On 11/6/2024 8:42 PM, Alex Deucher wrote:
> On Wed, Nov 6, 2024 at 1:49 AM Victor Zhao <victor.z...@amd.com> wrote:
>>
>> From: Monk Liu <monk....@amd.com>
>>
>> As cache GTT buffer is snooped, this way the coherence between CPU write
>> and GPU fetch is guaranteed, but original code uses WC + unsnooped for
>> HIQ PQ(ring buffer) which introduces coherency issues:
>> MEC fetches a stall data from PQ and leads to MEC hang.
>
> Can you elaborate on this? I can see CPU reads being slower because
> the memory is uncached, but the ring buffer is mostly writes anyway.
> IIRC, the driver uses USWC for most if not all of the other ring
> buffers managed by the kernel.

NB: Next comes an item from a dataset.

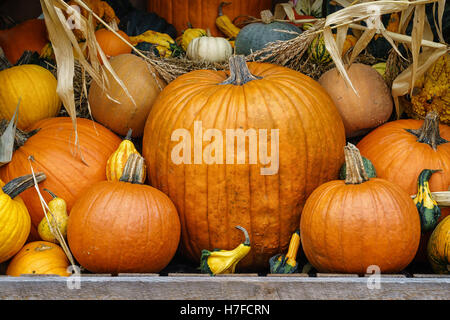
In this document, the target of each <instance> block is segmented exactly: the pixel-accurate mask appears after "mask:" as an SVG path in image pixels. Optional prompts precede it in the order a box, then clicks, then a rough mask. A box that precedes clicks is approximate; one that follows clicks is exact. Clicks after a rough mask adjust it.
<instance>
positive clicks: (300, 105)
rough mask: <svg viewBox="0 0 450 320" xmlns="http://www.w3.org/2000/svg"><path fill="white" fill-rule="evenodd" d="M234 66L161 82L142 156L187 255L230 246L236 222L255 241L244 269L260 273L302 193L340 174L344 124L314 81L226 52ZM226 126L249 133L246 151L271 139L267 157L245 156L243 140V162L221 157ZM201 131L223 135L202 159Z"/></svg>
mask: <svg viewBox="0 0 450 320" xmlns="http://www.w3.org/2000/svg"><path fill="white" fill-rule="evenodd" d="M230 66H231V70H230V73H228V72H224V71H213V70H198V71H194V72H190V73H188V74H185V75H182V76H180V77H178V78H177V79H175V80H174V81H172V82H171V83H170V84H169V85H168V86H167V87H166V88H164V89H163V91H162V92H161V93H160V95H159V97H158V98H157V100H156V102H155V104H154V105H153V107H152V110H151V112H150V114H149V117H148V119H147V123H146V126H145V130H144V137H143V151H142V152H143V153H142V154H143V156H144V158H145V159H146V161H147V168H148V178H149V181H150V182H151V185H152V186H154V187H156V188H158V189H160V190H162V191H163V192H165V193H166V194H167V195H169V197H170V198H171V199H172V201H173V202H174V203H175V205H176V206H177V209H178V212H179V214H180V218H181V224H182V228H183V229H182V230H183V232H182V251H183V252H184V254H185V255H186V256H188V257H190V258H191V259H193V260H194V261H198V259H199V258H200V255H201V251H202V250H203V249H206V250H213V249H214V248H221V249H223V250H229V249H233V248H235V247H236V246H238V245H239V243H240V242H241V240H242V239H241V238H240V237H239V235H235V234H234V233H230V231H229V230H232V229H233V228H234V226H236V225H241V226H242V227H244V228H245V229H246V230H248V232H249V235H250V238H251V239H252V246H253V248H254V250H253V249H252V251H251V252H250V253H249V254H248V255H247V256H246V257H245V258H244V259H243V260H242V262H241V266H242V268H243V270H244V269H247V270H249V269H253V270H256V269H262V268H266V267H267V262H268V261H269V259H270V257H272V256H273V255H275V254H277V253H279V252H283V251H285V250H287V248H288V246H289V242H290V237H291V235H292V233H293V232H294V231H295V229H296V225H297V223H298V221H299V218H300V213H301V209H302V207H303V204H304V201H305V200H306V197H307V196H308V195H309V194H310V193H311V192H312V191H313V190H314V189H315V188H316V187H317V186H318V185H320V184H322V183H324V182H326V181H328V180H331V179H333V178H337V175H338V171H339V167H340V166H341V165H342V162H343V154H342V148H343V146H344V145H345V136H344V127H343V124H342V120H341V118H340V116H339V113H338V111H337V109H336V107H335V106H334V104H333V102H332V100H331V98H330V97H329V96H328V94H327V93H326V92H325V91H324V90H323V88H322V87H321V86H320V85H319V84H318V83H317V82H316V81H314V80H313V79H311V78H309V77H307V76H305V75H303V74H301V73H299V72H296V71H293V70H291V69H288V68H284V67H281V66H277V65H273V64H268V63H257V62H254V63H248V66H247V65H246V64H245V61H244V57H243V56H234V57H232V58H231V59H230ZM227 77H229V78H228V79H227ZM194 128H195V131H194ZM177 129H178V130H177ZM209 129H212V130H209ZM227 129H228V132H229V133H230V131H229V130H234V129H241V130H242V131H241V132H242V133H245V132H246V131H247V133H248V134H249V135H250V136H253V137H254V140H253V141H254V144H253V145H252V148H256V147H258V146H257V145H256V143H258V144H259V146H260V150H262V149H261V146H264V144H265V142H267V144H266V146H267V156H268V157H270V156H272V157H273V158H272V160H270V159H268V161H265V159H264V157H262V156H258V155H256V154H255V152H256V149H252V154H253V155H254V159H253V163H250V159H249V157H250V155H249V151H250V150H251V148H249V146H248V145H249V144H248V143H246V144H245V147H244V148H243V151H245V155H243V153H240V156H242V155H243V160H244V161H242V158H241V160H239V161H241V164H238V163H237V161H238V158H237V156H236V154H233V153H232V154H231V155H230V159H229V160H230V161H228V160H227V159H225V158H226V157H225V156H226V154H227V151H226V143H227V139H228V138H227ZM200 130H202V132H203V133H205V134H206V135H208V133H209V134H211V133H213V134H214V137H213V139H214V140H215V141H216V142H217V143H218V141H220V140H219V138H220V137H222V142H223V143H222V145H221V144H218V145H215V144H212V143H210V142H211V137H209V138H210V140H209V141H210V142H204V143H203V146H204V147H205V150H204V152H203V153H204V155H203V157H204V158H202V159H200V157H201V156H202V154H197V156H195V152H196V151H195V150H198V149H200V153H201V152H202V151H201V150H202V149H201V148H200V147H198V142H199V139H200V140H201V139H202V136H201V134H202V133H200V137H196V138H193V137H194V136H195V135H196V134H198V133H199V132H200ZM207 130H209V131H207ZM264 133H265V134H266V137H265V138H264ZM253 134H254V135H253ZM185 135H186V136H188V137H187V138H186V137H185ZM258 135H261V137H262V138H258ZM180 136H181V137H180ZM276 136H278V142H279V143H278V149H276V148H277V147H276V146H275V144H276V141H277V138H276ZM194 139H195V141H197V142H195V141H194ZM231 139H234V137H231ZM248 139H249V138H245V140H248ZM184 141H187V142H188V143H189V144H190V145H191V147H192V152H191V154H189V153H188V149H185V150H184V151H185V152H186V154H183V155H182V156H183V157H184V158H183V159H184V160H182V161H180V160H181V159H180V158H179V156H180V154H181V152H180V153H178V152H177V150H178V151H179V149H178V147H179V146H180V143H181V144H183V142H184ZM232 141H233V140H231V142H232ZM255 141H257V142H255ZM235 142H236V141H235ZM235 142H234V143H233V145H234V144H235ZM195 145H197V147H196V146H195ZM213 146H217V147H213ZM197 148H198V149H197ZM212 149H214V150H215V151H214V152H213V151H212ZM233 150H234V149H233ZM271 150H272V151H271ZM277 150H278V152H277ZM261 152H263V151H261ZM271 152H272V153H271ZM205 155H206V156H205ZM220 155H222V157H221V156H220ZM240 156H239V157H240ZM277 156H278V159H277ZM194 157H195V159H194ZM197 157H198V158H197ZM211 158H213V159H211ZM231 161H232V162H231ZM189 162H190V163H189ZM263 162H264V163H263ZM317 168H320V169H317ZM262 169H264V170H267V171H266V172H263V171H264V170H263V171H262Z"/></svg>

Why aren't those a problem?
We have this on other rings -
mb();
amdgpu_ring_set_wptr(ring);
I think the solution should be to use barrier before write pointer
updates rather than relying on PCIe snooping.
Thanks,
Lijo
>
> Alex
>
>>
>> Signed-off-by: Monk Liu <monk....@amd.com>
>> ---
>> drivers/gpu/drm/amd/amdkfd/kfd_device.c | 2 +-
>> 1 file changed, 1 insertion(+), 1 deletion(-)
>>
>> diff --git a/drivers/gpu/drm/amd/amdkfd/kfd_device.c
>> b/drivers/gpu/drm/amd/amdkfd/kfd_device.c
>> index 1f1d79ac5e6c..fb087a0ff5bc 100644
>> --- a/drivers/gpu/drm/amd/amdkfd/kfd_device.c
>> +++ b/drivers/gpu/drm/amd/amdkfd/kfd_device.c
>> @@ -779,7 +779,7 @@ bool kgd2kfd_device_init(struct kfd_dev *kfd,
>> if (amdgpu_amdkfd_alloc_gtt_mem(
>> kfd->adev, size, &kfd->gtt_mem,
>> &kfd->gtt_start_gpu_addr, &kfd->gtt_start_cpu_ptr,
>> - false, true)) {
>> + false, false)) {
>> dev_err(kfd_device, "Could not allocate %d bytes\n", size);
>> goto alloc_gtt_mem_failure;
>> }
>> --
>> 2.34.1
>>